По мотивам произведений А.Дюма и не только 😉
Как-то в комментариях к статье "Царские мушкетёры" зашла речь о написании книги, где действующими героями были бы наши стрельцы. Само собой, основой послужила бы история, изложенная А. Дюма. Вот вам комент одного из читателей канала.
Ну, и я удержаться не смог. Ниже, моя версия.😜 Вернее, начало.
Примерно год тому назад, занимаясь в Городской библиотеке изысканиями по истории царя Алексея Михайловича, я случайно напал на некую летопись, вернее часть её. Начало, как это частенько бывает, было утеряно, а чернила настолько выцвели, что разобрать что-либо было крайне затруднительно. Сочинение это чем-то соблазнило меня, и я приступил со всем усердием к его чтению. Я не собираюсь в точности приводить здесь это любопытное произведение, ввиду тяжеловесности слога той поры и предвзятости летописца к некоторым событиям, но посоветую ознакомиться с пересказом тем моим читателям кого живо интересует история страны в то непростое, и можно даже сказать, бурное время.
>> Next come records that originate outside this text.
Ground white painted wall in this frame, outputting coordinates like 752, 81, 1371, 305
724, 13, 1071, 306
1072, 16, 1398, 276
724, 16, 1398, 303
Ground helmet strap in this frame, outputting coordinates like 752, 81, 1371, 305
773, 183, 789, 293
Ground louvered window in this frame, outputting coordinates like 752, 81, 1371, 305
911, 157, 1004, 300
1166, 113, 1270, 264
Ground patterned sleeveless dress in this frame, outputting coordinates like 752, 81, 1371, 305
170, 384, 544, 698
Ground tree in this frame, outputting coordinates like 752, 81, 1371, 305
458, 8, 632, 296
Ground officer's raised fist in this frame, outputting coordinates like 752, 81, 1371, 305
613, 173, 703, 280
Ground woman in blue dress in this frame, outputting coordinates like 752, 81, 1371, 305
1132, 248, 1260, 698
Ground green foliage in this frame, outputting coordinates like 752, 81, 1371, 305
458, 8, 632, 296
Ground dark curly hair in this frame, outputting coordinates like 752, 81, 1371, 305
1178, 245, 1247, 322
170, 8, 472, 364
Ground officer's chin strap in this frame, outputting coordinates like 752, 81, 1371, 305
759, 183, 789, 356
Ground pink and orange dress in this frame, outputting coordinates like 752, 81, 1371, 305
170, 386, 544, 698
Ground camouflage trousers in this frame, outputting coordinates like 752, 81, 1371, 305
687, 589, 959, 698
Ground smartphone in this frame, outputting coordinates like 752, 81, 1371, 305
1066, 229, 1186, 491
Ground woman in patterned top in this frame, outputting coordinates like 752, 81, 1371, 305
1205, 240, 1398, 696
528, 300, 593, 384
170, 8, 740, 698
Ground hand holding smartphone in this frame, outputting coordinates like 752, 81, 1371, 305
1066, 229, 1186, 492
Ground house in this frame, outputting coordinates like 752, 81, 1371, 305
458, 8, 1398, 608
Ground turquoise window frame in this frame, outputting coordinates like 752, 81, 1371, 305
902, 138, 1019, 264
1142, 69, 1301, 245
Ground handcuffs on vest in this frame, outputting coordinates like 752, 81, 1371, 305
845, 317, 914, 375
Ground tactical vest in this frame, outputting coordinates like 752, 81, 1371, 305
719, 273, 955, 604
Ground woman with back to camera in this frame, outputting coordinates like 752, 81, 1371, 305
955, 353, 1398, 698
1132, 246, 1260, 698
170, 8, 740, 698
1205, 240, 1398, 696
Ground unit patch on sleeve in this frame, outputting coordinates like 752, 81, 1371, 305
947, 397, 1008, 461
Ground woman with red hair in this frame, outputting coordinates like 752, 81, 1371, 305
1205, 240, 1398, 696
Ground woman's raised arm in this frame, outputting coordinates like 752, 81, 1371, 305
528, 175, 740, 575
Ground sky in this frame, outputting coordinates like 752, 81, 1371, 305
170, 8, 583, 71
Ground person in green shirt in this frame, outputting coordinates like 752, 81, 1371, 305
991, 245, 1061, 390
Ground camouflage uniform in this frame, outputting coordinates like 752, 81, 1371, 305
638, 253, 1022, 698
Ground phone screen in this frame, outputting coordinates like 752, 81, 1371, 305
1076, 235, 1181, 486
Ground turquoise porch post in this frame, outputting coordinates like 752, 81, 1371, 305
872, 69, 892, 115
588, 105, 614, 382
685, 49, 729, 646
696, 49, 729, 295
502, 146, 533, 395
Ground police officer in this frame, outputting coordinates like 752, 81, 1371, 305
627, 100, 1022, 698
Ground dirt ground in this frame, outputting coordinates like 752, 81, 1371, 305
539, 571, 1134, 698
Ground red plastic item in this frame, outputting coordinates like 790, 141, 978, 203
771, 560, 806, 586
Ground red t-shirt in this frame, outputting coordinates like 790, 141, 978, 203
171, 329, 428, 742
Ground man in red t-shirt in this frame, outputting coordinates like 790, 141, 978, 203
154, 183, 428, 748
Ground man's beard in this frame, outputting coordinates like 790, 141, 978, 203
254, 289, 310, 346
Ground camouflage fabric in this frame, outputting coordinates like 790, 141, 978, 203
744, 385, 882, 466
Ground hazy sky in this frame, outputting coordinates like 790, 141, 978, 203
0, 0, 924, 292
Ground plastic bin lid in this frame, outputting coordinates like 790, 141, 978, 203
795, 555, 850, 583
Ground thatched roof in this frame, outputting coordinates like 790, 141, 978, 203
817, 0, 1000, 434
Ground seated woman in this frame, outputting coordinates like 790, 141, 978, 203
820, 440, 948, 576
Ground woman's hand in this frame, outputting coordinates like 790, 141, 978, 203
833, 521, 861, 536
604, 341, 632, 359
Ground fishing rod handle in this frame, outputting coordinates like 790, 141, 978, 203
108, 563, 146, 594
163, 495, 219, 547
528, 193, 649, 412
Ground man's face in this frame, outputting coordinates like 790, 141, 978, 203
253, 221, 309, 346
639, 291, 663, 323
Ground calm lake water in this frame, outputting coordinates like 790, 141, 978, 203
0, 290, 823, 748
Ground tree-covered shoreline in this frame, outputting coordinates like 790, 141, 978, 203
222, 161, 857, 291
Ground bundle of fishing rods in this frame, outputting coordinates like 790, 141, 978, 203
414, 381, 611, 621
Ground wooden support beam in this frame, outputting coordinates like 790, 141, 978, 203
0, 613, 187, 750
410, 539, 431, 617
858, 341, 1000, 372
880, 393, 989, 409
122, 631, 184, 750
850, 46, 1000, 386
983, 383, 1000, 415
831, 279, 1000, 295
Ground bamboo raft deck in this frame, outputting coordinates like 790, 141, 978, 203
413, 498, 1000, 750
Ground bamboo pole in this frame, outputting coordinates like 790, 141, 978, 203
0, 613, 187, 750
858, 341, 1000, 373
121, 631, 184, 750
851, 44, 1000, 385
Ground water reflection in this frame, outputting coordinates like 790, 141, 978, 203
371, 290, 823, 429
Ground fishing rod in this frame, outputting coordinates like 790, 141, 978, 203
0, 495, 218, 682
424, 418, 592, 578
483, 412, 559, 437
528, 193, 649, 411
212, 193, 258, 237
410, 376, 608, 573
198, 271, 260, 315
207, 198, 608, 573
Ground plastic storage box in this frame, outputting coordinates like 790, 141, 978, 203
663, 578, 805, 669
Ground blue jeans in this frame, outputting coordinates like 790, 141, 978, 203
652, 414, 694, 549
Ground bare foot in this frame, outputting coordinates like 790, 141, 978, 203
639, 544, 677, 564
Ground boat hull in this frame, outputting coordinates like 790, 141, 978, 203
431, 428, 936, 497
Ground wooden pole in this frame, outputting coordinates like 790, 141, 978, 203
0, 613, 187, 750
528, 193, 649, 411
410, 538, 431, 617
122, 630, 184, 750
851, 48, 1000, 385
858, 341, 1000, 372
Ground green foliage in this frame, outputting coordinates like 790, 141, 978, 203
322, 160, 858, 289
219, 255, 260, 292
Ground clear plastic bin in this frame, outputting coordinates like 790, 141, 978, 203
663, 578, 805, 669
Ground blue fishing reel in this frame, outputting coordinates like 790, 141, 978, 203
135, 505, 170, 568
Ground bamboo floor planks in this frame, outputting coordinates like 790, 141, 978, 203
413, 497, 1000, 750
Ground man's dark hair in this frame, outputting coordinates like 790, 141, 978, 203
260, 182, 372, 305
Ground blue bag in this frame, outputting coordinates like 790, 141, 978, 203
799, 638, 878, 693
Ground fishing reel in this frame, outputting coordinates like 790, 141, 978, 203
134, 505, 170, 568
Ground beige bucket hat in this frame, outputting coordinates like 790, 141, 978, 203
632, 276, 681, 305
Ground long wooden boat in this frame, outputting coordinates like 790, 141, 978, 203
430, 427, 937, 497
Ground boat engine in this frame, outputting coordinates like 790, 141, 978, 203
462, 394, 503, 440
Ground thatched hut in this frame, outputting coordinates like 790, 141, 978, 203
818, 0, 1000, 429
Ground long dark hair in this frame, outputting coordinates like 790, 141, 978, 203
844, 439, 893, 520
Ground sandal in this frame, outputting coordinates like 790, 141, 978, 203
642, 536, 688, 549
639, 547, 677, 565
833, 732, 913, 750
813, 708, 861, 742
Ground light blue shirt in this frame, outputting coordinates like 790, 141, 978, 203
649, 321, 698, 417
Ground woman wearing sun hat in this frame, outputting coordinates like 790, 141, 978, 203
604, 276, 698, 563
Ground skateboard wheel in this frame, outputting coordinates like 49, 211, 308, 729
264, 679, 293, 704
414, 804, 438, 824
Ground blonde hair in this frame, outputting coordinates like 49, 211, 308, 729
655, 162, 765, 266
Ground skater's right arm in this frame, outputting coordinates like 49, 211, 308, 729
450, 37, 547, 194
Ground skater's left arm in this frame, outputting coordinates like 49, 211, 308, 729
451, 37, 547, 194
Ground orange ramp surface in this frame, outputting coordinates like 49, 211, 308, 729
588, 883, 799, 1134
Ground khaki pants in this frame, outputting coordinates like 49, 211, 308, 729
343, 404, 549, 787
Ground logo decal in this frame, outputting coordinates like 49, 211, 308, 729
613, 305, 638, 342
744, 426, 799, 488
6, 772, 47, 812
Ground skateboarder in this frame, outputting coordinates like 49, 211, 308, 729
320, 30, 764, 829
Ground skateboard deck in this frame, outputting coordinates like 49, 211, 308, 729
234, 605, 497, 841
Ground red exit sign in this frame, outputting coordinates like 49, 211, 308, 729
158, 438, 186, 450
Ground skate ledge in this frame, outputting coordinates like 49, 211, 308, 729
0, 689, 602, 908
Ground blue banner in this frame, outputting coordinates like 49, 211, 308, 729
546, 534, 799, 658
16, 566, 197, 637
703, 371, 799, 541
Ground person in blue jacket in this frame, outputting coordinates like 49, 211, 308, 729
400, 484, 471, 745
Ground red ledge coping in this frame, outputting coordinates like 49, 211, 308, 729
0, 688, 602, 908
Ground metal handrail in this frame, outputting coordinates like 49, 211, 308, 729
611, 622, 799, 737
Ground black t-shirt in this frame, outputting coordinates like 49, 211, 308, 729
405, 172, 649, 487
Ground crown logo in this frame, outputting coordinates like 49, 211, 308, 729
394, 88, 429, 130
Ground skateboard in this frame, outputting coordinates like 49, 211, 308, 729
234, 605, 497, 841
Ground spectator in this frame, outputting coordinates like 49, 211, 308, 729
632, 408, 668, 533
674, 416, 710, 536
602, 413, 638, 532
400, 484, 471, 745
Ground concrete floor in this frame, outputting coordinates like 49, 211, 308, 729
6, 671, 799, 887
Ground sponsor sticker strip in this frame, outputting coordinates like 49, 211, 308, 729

Любопытный читатель найдёт здесь портреты царской четы, патриарха и многих знатных бояр, а так же забавные и не очень случаи из жизни той эпохи.
Как известно, писателя иногда волнуют судьбы не только сильных мира сего, но и людей, стоящих на социальной лестнице несравненно ниже. Потому, углубясь в чтение, я с удивлением наткнулся на одной из страниц на упоминание имени одного из сотников царского стремянного стрелецкого полка, бывшего участником славной битвы под Гребёнками, где он начальствовал над тысячей или двумя калмыцкой конницы. Имя это встретилось мне и в конце сего манускрипта, речь шла о кончине царя Фёдора Алексеевича и стрелецких бунтах, где вышеназванный персонаж, уже, будучи полуполковником, оказал какие-то важные услуги царице Наталье Кирилловне. Ещё более изумили меня имена простых стрельцов так же упомянутых летописцем.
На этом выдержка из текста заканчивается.